Pseudospin induced topological corner state at intersecting sonic lattices

Inspired by the discoveries of electronic topological phases and topological insulators, topologically protected boundary states in classical wave-based systems have attracted considerable interest in the last decade. Most recently, acoustic higher-order topological insulators and Kekulé-distorted sonic lattices have been proposed to support topological corner states and zero-dimensional bound states. Here, we demonstrate a domain wall induced topological corner state that is bound at the crossing point among finite acoustic graphenelike crystals. The approach is based on designing multipolar pseudospin resonances, which give rise to topologically trivial and nontrivial transitions across the domain walls that flank this unusual corner excitation toward the crossing point. By deliberately adding a substantial amount of defects into the cavities of the sonic lattice, we find that the pseudospin induced topological corner state remains entirely unaffected and pinned spectrally to the complete audible band gap. Our findings may thus have the potential to broaden the possibilities for sound confinement and focusing.

Figure 1

(a) Schematic of the acoustic graphenelike honeycomb lattice, which is composed of identical cavity resonators (yellow) connected by variable coupling tubes (blue/red). (b) Enlarged view of the metamolecule. ${\mathit{t}}_{\text{intra}}$ (${\mathit{t}}_{\text{inter}}$) denote the intra- (inter-) metamolecular coupling strength that is controlled by the tube radius ${\mathit{r}}_{\text{intra}}$ (${\mathit{r}}_{\text{inter}}$). (c) Calculated band diagram of the lattice with ${\mathit{r}}_{\text{intra}}={\mathit{r}}_{\text{inter}}$. Inset: First BZ. Pressure field of the acoustic modes corresponding to the (d) second and (e) first double Dirac cone. The color scale represents the total pressure field.

Figure 2

(a) Band diagram of the honeycomb lattice where ${\mathit{r}}_{\text{intra}}/{\mathit{r}}_{\text{inter}}=1.92$. Inset: Schematic of the trivial metamolecule. (b) Corresponding acoustic eigenmodes near the band gap at the $\mathrm{\Gamma }$ point. $p_x$ and $p_y$ display pseudospin dipole modes, while $d_{xy}$ and $d_{x^2-y^2}$ mark pseudospin quadrupole modes, respectively. (c), (d) Same as (a) and (b), but for the nontrivial counterpart with ${\mathit{r}}_{\text{intra}}/{\mathit{r}}_{\text{inter}}=0.61$. (e) Relationship between the eigenfrequencies of the double twofold degenerated states and the ratio ${\mathit{r}}_{\text{intra}}/{\mathit{r}}_{\text{inter}}$. The band inversion effect is clearly observed as indicated by different colors.

Figure 3

(a) Schematic of the quadripartite sonic crystal comprising two different types of interfaces.

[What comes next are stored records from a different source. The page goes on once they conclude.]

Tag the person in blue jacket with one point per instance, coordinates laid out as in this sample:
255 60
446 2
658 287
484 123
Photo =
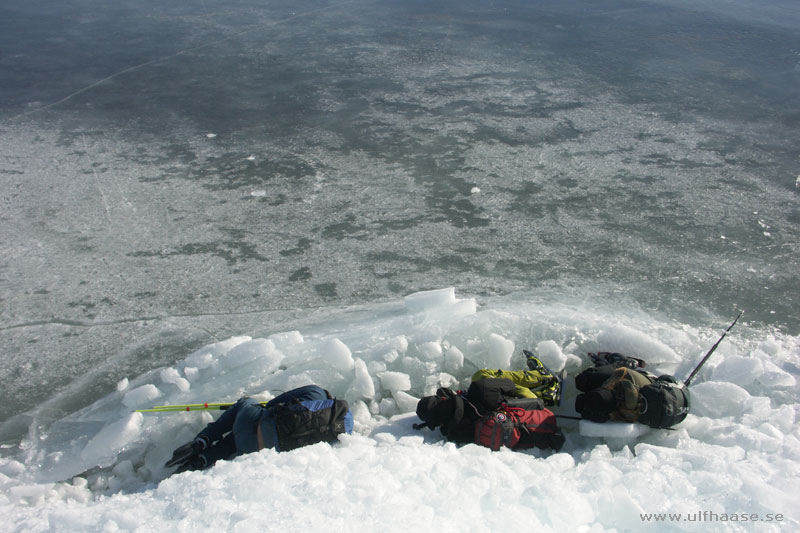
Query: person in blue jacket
248 426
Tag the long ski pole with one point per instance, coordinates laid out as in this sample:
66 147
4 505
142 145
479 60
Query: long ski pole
688 380
189 407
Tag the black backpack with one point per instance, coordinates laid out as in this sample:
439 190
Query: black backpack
303 422
666 402
470 417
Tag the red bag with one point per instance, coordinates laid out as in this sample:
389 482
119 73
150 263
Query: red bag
518 428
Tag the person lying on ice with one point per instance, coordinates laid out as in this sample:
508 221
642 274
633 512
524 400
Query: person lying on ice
536 382
299 417
618 389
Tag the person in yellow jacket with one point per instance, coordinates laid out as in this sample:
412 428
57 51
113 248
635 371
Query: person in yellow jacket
536 382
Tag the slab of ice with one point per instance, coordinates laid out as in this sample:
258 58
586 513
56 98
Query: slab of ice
616 430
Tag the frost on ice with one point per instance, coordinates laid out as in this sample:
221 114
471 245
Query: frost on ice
738 451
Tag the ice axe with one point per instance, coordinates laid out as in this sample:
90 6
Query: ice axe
688 380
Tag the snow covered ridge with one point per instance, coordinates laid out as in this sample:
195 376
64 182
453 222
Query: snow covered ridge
737 453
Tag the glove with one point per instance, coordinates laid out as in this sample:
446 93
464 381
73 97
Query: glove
187 452
195 462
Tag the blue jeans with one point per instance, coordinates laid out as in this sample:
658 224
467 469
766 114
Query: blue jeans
234 432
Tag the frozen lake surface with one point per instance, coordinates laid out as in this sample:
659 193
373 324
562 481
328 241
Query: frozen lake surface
585 174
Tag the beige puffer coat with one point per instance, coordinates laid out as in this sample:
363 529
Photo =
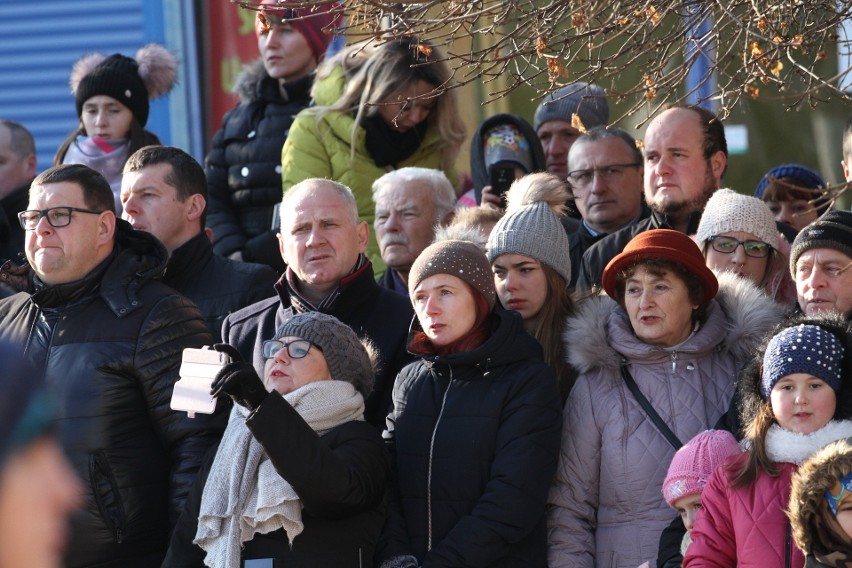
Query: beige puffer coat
606 508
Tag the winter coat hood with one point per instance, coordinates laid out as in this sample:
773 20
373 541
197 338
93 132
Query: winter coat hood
745 312
807 495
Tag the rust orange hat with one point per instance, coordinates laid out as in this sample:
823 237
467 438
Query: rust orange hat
663 244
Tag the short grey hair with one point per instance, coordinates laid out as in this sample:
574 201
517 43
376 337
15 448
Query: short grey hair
313 183
443 194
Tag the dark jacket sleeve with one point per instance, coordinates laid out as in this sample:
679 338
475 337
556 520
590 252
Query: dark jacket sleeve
331 482
669 555
513 501
228 235
172 325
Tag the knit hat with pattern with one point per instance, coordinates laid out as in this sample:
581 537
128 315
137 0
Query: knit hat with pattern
728 211
132 82
346 355
833 230
695 462
531 225
587 101
462 259
316 24
802 349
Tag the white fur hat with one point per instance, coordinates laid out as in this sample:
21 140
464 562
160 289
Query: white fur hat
728 211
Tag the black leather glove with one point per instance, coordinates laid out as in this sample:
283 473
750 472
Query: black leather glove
239 380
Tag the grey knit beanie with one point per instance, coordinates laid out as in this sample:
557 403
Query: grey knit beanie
462 259
833 230
346 355
531 227
728 211
587 101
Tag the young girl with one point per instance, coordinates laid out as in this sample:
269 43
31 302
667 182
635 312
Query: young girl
821 506
112 96
688 474
793 403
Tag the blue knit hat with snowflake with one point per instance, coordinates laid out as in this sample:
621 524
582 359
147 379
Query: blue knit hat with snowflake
802 349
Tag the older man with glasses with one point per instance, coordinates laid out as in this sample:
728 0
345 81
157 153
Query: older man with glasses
605 174
108 337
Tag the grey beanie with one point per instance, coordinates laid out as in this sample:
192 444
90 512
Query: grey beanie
532 228
461 259
728 211
833 230
587 101
346 355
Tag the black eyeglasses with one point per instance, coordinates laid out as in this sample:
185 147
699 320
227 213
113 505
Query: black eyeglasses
296 349
56 216
611 172
727 245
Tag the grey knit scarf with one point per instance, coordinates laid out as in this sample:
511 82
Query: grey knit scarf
244 495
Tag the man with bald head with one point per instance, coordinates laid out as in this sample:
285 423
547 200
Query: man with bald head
685 157
322 242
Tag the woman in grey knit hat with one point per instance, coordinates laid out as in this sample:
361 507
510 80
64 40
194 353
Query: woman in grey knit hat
528 251
299 477
474 427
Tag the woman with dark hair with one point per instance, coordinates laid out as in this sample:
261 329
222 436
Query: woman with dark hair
658 359
378 108
299 477
528 251
474 428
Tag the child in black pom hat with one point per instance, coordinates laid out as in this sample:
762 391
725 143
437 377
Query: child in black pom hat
112 96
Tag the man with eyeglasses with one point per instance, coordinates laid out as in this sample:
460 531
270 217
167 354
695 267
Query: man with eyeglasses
323 244
108 337
685 157
605 175
821 265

The blue line denotes the zigzag-type interface while the magenta line corresponds to the broken armchair-type interface. (b) Enlarged view of the center region surrounding the dashed zone in (a). Projected band diagram simulations for ribbons having the interfaces of type (c) I and (d) II [see (a)]. The gray circles and lines represent the bulk and trivial edge states, respectively. The blue and magenta bands denote the topological edge states along their respective interfaces. The red dashed line marks the corresponding frequency of the corner mode.

Figure 4

(a) Calculated eigenfrequencies of the QSC. Black circles, blue dots, and red stars denote the bulk, edge, and corner states, respectively. (b) Detected pressure spectra for the bulk, edge, and corner states. Gray regions represent the bulk bands and the yellow one indicates the complete band gap. Corresponding eigenmodes of the (c) bulk, (d) edge, and (e) corner states as labeled in (a). Color represents the total pressure fields.

Figure 5

(a) Within the shaded green (defect) zone, we introduce a number of rigid perturbation cylinders into the cavities where $r_{\text{p}}$ and $H_{\text{p}}$ are their radius and height. (b) Evolution of the corner states with the number of inserted cylinders $N$. (c) Same as (b), but here the radius of the perturbation cylinders $r_{\text{p}}$ is increased. The red dashed line indicates the spectral location of the pristine corner state.